As a consumer of analytics datasets I want invalid data to be quickly recognized so that I have good data to support deployed features.
We have a number of datasets, both intermediate and final, being generated in the analytics cluster. Today we don't have any particular way of verifying that something dramatic hasn't changed week-to-week. We should review best practices around validating data correctness and come up with a process that can be somewhat generically applied to our pipelines.
General idea:
- Apply heuristics such as comparing data size vs last week. This should vary depending on the data source, something like glent.m0prep should grow every week. Something like mjolnir.query_clicks_ltr should be within a few % of the previous weeks run.
- Have ability to check data size across multiple dimensions, for example counts per wiki.
- Should be configuration driven, such that a single script can be configured to support the needs of different data.
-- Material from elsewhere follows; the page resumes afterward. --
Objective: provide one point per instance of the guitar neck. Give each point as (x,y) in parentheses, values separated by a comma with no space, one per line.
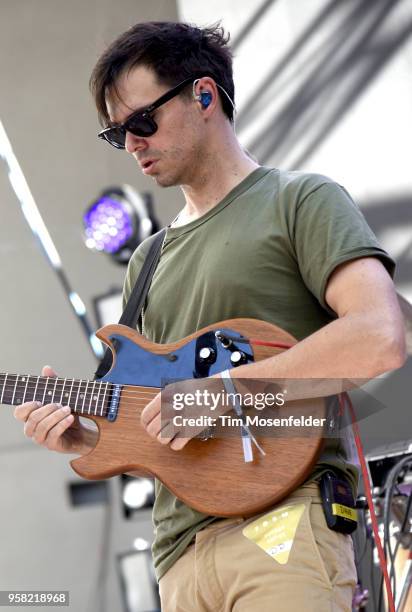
(88,397)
- Figure out how to organize attaching these jobs at each step of the airflow dag.
Bonus points:
For privacy reasons we don't keep old datasets around. It would be nice if in addition to the automated process the various metrics checked were recorded somewhere. We could split the checking process into two parts, the first part creates a document describing the dataset and inserts it into elasticsearch (soon™ relforge will live in analytics network) . The second part could either query elasticsearch, or pull the document for the most recent run(s) to evaluate it's heuristics. This has the side benefit that we can build kibana dashboards on relforge that display these dataset heuristics.